PC: Eu penso que essa peça 2 heartbreakers, em que eu coloco dois berbequins a tentarem dar um beijo, reflecte a possibilidade de dois instrumentos do mundo industrial, frios e pesados, poderem conter qualquer emoção próxima do humano. Eu penso que a metáfora dessa instalação é a do mundo real em que nós vivemos. Estamos a destruir tudo à nossa volta, isso começa a ser um processo consciente e, no entanto, já não temos forma de o parar, ao limite a sociedade será um “heartbreaker” em potência. A tendência é a de ir ao encontro do desamor e não do amor, mas na vida tudo surge pelo amor e senão houver amor haverá uma ansiedade constante, uma permanente busca de qualquer coisa. Se perdermos a sua referência, e acho que estamos a perder, essa procura tornar-se-á cada vez mais difícil. Eu penso que aquela peça também é paradigmática do meu trabalho porque traduz não apenas a materialização de um sentimento físico, como também salienta a improbabilidade da comunicação. Se uma mensagem for comunicada a um grupo de pessoas numa mesma sala, a probabilidade de ela chegar a cada uma delas é diminuta, talvez chegue a uma pessoa. E estamos a falar de um micro-sistema, se imaginarmos isso em termos globais percebemos que a comunicação é difusa e o seu raio de abrangência  aleatório. E se estamos já de partida a complicar o difícil mecanismo de comunicação mais complicado se tornará o problema.

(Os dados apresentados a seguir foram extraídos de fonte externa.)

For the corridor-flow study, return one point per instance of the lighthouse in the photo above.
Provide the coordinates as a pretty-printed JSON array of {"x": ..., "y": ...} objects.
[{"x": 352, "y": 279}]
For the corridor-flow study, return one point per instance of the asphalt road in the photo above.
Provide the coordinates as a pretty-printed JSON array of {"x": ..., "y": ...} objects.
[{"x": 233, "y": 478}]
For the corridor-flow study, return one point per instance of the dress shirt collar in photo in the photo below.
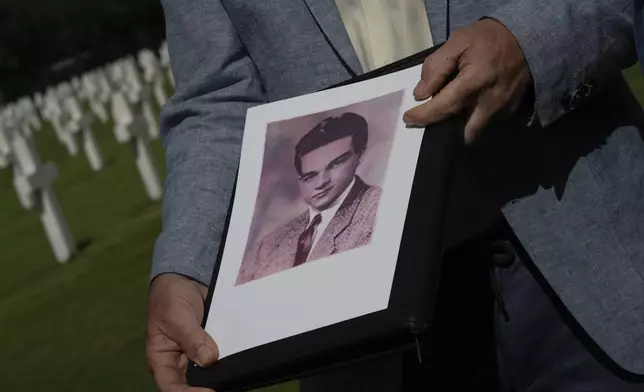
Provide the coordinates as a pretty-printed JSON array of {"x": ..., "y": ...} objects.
[{"x": 327, "y": 215}]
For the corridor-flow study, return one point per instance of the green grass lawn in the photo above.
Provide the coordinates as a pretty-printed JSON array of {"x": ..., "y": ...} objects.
[{"x": 80, "y": 326}]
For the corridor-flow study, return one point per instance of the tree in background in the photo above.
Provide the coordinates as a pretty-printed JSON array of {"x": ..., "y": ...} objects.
[{"x": 43, "y": 42}]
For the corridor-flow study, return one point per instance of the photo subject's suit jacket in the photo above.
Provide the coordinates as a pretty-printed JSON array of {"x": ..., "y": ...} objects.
[
  {"x": 572, "y": 186},
  {"x": 350, "y": 228}
]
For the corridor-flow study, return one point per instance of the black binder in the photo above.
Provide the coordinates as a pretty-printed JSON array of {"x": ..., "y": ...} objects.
[{"x": 411, "y": 303}]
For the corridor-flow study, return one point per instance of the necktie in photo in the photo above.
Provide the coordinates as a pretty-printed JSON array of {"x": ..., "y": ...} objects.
[{"x": 305, "y": 241}]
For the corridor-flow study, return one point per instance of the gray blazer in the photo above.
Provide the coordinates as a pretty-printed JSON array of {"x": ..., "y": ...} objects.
[{"x": 572, "y": 187}]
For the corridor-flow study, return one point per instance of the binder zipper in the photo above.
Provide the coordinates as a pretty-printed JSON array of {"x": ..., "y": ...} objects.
[{"x": 416, "y": 330}]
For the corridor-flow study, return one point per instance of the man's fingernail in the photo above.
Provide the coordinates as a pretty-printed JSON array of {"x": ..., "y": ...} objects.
[
  {"x": 205, "y": 355},
  {"x": 420, "y": 89}
]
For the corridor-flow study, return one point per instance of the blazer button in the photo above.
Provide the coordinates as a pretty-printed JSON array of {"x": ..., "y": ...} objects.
[{"x": 503, "y": 255}]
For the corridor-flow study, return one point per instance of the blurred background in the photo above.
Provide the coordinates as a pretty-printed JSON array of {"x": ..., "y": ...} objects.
[{"x": 81, "y": 168}]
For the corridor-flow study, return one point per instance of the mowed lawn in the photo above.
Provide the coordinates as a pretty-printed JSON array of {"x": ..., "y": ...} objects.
[{"x": 80, "y": 326}]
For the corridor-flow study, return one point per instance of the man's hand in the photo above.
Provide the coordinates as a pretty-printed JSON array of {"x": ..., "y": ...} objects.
[
  {"x": 174, "y": 335},
  {"x": 492, "y": 78}
]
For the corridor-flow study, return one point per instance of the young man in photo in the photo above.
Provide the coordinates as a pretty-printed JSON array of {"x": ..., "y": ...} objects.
[{"x": 341, "y": 207}]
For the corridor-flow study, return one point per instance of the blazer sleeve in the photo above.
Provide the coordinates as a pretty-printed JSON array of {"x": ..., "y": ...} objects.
[
  {"x": 201, "y": 126},
  {"x": 570, "y": 46}
]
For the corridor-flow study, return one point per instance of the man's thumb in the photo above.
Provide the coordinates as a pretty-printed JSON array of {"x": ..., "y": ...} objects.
[{"x": 198, "y": 345}]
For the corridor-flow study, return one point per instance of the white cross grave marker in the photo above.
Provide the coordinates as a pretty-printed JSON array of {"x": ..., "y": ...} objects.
[
  {"x": 34, "y": 185},
  {"x": 153, "y": 75},
  {"x": 135, "y": 129}
]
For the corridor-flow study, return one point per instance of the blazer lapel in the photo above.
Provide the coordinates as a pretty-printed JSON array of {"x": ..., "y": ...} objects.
[
  {"x": 327, "y": 16},
  {"x": 342, "y": 219},
  {"x": 437, "y": 14}
]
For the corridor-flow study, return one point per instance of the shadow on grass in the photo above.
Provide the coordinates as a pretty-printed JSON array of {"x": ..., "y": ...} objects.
[{"x": 84, "y": 243}]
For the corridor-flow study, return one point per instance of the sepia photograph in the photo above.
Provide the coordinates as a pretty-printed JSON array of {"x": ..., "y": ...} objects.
[
  {"x": 320, "y": 185},
  {"x": 321, "y": 199}
]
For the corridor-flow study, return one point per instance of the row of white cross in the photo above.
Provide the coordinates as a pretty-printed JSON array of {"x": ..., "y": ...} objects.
[{"x": 119, "y": 86}]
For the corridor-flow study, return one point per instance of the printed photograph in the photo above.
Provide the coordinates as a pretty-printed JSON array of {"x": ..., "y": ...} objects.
[{"x": 320, "y": 186}]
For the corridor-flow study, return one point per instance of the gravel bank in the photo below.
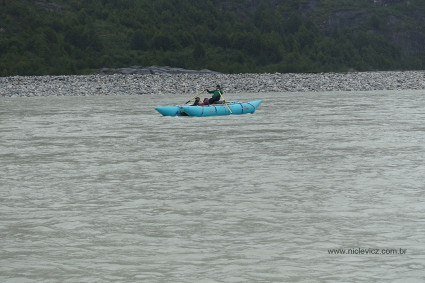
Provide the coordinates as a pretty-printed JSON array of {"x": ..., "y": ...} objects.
[{"x": 137, "y": 84}]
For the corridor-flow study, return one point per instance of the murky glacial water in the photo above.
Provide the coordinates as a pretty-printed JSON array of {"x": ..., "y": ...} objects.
[{"x": 106, "y": 189}]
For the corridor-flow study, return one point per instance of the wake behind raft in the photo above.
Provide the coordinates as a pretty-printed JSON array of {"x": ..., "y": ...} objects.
[{"x": 227, "y": 108}]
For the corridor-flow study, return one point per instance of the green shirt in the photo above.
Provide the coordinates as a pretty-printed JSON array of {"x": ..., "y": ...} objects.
[{"x": 216, "y": 93}]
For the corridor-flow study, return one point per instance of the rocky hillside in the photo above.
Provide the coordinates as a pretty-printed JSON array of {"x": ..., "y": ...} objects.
[{"x": 238, "y": 36}]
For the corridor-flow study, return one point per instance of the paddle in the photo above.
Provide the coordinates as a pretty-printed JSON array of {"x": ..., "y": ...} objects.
[
  {"x": 195, "y": 96},
  {"x": 224, "y": 101}
]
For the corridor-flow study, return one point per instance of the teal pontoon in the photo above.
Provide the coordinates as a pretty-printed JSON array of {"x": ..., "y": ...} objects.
[{"x": 236, "y": 108}]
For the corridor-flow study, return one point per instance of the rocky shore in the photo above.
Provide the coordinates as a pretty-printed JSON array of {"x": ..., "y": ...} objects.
[{"x": 191, "y": 83}]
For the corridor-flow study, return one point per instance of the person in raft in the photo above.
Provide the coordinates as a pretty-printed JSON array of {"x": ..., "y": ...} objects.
[
  {"x": 196, "y": 102},
  {"x": 215, "y": 97}
]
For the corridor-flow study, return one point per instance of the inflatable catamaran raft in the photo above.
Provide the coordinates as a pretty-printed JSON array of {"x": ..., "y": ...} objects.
[{"x": 227, "y": 108}]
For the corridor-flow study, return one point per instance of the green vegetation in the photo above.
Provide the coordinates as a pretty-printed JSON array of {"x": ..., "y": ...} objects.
[{"x": 80, "y": 37}]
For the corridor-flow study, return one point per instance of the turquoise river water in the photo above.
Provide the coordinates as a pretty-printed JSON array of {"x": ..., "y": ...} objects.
[{"x": 313, "y": 187}]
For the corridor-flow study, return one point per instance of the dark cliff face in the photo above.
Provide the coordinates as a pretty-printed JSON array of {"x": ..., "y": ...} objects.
[{"x": 376, "y": 17}]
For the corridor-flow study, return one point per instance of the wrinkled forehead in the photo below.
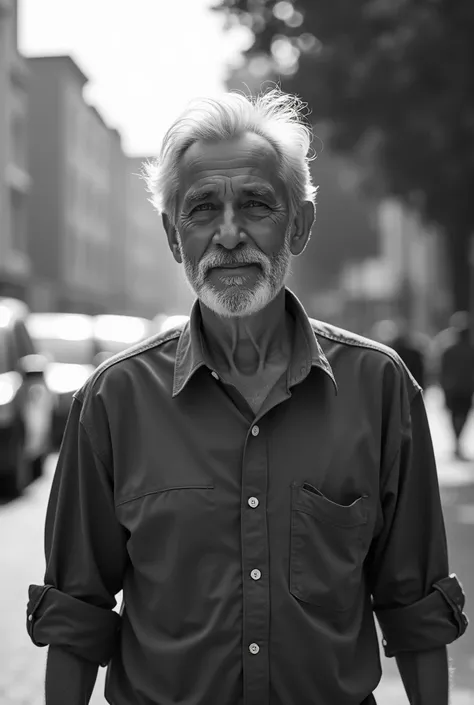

SVJ: Na sua última exposição individual trabalhou em colaboração com outros artistas. É uma forma de superar distâncias?

PC: Eu recuso-me a pensar que os artistas sejam pessoas solitárias e introspectivas, com um mundo próprio, intransponível e incompreensível. Continuo a acreditar que a compreensão, a disseminação, a festa e a alegria são possíveis. Quando convido outros artistas para trabalhar comigo, tento fazer algo que vá de encontro à actual situação em que nos encontramos, procuro combater o  individualismo e resolver os problemas junto com outras pessoas. Isso tanto vale para a vida como para a minha arte. Quando colaboro com outras pessoas, penso sempre que vou ficar mais rico e, eventualmente, que os objectos que vou fazer também, já que por princípio eles irão resultar de um processo reflexivo mais participado.